For a moment, they did not speak, standing close in the too-bright light, the door at its appalling angle and the debris at their feet, the only sounds her sobbing and sniffling and his shaken breathing.
“It doesn’t matter,” he said finally. “Everything’s broken. I’m broken. This — you and me. This is broken.”
“No,” she said. “Oh, please! You don’t know. You don’t know!”
He said, “I know. I know.”
She did not move. And she could not stop crying.
“All right,” he said evenly, thinly, his voice rough and straining. “All right. You want me to leave. That’s what you’ve wanted all along, right? So I’ll leave. I will leave.”

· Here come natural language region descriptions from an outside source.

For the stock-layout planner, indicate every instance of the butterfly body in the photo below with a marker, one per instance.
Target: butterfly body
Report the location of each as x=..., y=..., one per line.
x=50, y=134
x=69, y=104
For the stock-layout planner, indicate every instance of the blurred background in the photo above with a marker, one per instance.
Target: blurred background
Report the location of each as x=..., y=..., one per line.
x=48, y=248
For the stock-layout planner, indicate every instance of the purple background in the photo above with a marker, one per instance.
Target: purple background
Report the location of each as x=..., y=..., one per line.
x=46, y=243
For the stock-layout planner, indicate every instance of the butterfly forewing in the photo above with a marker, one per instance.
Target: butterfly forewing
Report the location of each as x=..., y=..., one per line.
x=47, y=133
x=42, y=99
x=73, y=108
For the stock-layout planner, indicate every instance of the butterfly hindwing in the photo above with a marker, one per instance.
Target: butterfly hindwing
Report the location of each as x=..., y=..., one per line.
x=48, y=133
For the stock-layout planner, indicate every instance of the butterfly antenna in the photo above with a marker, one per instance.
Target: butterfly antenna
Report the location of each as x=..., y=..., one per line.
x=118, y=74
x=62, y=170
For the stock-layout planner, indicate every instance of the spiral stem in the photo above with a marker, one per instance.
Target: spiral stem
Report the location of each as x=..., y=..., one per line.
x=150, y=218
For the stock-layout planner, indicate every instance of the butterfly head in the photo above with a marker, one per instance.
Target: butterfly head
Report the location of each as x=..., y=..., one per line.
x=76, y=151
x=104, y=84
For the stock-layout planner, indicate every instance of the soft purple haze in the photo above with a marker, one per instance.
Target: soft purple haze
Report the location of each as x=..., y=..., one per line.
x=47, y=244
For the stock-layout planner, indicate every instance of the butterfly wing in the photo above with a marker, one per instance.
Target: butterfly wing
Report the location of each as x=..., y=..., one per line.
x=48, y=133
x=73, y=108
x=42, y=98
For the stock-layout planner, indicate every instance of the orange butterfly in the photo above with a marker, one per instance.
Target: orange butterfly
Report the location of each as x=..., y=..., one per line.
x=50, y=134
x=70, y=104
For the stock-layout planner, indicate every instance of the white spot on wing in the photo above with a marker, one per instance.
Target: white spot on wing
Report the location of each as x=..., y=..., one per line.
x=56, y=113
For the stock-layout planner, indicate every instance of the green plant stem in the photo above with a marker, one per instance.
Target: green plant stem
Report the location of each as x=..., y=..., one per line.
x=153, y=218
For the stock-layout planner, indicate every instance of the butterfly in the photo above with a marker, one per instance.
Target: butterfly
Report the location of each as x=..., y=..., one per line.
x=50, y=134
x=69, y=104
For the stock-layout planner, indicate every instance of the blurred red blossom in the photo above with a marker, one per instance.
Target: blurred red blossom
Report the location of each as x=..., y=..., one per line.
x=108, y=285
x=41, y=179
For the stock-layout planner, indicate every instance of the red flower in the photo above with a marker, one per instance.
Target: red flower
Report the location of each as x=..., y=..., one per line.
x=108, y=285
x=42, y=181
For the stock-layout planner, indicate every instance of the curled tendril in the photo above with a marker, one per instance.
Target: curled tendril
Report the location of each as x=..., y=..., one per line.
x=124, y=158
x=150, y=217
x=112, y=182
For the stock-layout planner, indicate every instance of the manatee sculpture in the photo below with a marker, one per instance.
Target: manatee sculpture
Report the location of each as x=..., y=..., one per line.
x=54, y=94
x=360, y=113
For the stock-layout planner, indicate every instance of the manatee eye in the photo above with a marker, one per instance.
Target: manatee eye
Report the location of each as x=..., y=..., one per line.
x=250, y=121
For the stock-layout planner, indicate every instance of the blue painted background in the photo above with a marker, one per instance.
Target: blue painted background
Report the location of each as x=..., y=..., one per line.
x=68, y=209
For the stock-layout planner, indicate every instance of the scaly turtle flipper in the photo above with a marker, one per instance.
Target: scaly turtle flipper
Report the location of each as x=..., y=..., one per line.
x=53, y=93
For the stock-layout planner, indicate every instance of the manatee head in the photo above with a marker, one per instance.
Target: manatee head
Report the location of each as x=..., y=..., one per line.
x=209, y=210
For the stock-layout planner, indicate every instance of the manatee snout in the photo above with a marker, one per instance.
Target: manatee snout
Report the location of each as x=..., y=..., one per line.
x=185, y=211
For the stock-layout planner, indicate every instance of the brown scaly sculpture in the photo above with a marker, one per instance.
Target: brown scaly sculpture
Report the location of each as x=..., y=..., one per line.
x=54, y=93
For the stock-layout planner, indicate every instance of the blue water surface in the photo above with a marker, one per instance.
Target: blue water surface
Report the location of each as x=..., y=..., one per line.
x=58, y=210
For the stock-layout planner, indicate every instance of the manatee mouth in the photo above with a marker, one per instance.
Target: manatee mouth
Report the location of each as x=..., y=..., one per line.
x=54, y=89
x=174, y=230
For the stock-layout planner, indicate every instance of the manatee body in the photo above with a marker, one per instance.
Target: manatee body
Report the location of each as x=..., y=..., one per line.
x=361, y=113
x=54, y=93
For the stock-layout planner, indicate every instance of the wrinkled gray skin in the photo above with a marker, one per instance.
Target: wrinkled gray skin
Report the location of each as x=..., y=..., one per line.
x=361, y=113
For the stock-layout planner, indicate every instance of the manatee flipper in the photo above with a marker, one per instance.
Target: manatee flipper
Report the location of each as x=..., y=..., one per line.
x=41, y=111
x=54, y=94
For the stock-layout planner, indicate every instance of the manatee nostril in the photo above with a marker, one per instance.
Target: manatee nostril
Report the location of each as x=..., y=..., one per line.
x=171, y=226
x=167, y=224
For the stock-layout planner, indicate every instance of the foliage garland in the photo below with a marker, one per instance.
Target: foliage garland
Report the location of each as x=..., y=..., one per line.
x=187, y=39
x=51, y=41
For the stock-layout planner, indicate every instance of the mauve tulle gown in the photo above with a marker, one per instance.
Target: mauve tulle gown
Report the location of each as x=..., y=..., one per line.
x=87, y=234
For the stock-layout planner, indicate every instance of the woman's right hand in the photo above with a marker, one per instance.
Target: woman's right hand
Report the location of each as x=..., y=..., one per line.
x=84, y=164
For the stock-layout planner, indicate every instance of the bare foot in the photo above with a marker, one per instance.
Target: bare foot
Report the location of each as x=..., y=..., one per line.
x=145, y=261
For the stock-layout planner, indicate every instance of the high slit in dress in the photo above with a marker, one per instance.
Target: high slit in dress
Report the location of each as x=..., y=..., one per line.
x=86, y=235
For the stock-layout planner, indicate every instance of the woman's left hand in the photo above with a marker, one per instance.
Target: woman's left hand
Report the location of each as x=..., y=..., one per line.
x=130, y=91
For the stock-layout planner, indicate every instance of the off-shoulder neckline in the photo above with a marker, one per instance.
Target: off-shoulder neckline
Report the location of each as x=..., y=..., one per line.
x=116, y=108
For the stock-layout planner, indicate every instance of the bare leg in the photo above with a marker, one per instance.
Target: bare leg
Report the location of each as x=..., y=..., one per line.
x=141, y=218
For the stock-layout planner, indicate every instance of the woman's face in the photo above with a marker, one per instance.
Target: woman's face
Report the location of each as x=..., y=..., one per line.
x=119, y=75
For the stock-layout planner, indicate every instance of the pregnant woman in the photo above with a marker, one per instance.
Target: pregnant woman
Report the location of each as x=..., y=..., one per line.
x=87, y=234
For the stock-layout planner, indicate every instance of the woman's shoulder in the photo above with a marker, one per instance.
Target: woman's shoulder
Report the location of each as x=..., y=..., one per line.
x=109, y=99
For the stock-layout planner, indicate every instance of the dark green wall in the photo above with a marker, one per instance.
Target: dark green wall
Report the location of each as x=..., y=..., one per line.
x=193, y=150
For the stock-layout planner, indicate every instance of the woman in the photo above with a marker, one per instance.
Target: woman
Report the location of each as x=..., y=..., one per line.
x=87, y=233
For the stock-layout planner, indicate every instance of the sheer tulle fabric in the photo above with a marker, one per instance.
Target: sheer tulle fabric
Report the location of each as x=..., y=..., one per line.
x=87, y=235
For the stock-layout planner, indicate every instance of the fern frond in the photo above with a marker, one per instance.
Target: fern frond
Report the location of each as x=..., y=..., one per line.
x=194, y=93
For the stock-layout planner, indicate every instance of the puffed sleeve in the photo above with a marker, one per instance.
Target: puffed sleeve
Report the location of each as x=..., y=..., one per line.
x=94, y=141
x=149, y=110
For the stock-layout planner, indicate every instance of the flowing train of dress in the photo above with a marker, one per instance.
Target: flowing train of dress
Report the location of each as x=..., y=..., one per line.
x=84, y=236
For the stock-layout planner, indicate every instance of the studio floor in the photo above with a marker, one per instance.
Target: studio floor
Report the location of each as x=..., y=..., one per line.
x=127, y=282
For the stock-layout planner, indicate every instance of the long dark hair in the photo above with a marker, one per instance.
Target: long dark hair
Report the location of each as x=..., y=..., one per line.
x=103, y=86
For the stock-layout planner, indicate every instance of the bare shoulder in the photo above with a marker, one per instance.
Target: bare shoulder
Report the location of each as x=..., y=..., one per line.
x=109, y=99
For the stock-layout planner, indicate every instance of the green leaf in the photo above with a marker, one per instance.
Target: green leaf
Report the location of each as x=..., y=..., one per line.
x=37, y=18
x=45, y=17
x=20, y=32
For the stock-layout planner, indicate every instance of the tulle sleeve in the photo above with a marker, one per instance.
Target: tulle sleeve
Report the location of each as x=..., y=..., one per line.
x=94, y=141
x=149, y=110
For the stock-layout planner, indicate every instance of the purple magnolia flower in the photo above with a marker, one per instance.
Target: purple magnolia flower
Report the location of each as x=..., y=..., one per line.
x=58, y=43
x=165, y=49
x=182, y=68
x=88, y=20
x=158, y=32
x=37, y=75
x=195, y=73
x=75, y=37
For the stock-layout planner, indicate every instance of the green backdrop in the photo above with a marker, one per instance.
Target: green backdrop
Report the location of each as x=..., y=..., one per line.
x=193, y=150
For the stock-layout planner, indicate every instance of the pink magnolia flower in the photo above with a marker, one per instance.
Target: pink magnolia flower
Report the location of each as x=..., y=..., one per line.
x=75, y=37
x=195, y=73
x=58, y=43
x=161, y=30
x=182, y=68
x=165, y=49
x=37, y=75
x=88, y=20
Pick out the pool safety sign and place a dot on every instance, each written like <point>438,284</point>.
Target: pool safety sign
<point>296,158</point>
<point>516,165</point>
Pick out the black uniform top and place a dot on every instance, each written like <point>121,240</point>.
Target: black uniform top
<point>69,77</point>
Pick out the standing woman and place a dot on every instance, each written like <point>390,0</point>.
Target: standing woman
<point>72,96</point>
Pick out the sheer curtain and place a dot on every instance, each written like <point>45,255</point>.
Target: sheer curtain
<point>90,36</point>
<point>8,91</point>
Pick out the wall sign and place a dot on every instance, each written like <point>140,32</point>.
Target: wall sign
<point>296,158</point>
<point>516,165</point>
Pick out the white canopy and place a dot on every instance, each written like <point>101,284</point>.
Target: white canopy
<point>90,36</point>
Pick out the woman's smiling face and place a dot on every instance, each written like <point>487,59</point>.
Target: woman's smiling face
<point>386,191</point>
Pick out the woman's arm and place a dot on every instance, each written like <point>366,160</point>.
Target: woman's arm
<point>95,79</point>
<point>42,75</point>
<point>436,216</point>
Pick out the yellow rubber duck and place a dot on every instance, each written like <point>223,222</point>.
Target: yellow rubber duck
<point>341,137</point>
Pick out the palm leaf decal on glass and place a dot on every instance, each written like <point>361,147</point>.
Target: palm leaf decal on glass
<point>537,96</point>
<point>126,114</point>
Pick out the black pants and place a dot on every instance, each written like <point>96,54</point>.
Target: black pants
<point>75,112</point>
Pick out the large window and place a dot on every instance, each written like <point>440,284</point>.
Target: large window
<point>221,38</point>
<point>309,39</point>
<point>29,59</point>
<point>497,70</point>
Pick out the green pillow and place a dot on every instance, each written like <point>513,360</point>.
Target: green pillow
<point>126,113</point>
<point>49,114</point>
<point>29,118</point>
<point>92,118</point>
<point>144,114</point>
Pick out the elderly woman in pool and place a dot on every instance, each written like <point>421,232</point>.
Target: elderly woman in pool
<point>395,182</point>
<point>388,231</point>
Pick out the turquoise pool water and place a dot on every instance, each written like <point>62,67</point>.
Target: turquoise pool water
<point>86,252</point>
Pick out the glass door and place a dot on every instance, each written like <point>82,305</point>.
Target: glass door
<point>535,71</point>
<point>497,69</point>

Through the blur of her tears, she saw him draw up as if to reach for her again. She cowered back a little more. “I — don’t — know — wh-what you’re — talking about,” she got out through the sobs and gasping.
“Ah, God,” he said. “Go on, then. Go back to whoever you ran into, okay? Just — go. Why should you stay with me out of — out of—kindness. I’m sick and tired of kindness. You go right ahead. You went to Jamaica and had a high old time and you didn’t know where I was and you were lonely—”
She screamed at him, “I was raped!” The word came in the long top of the scream. “Goddamn you! I was raped. I was raped.”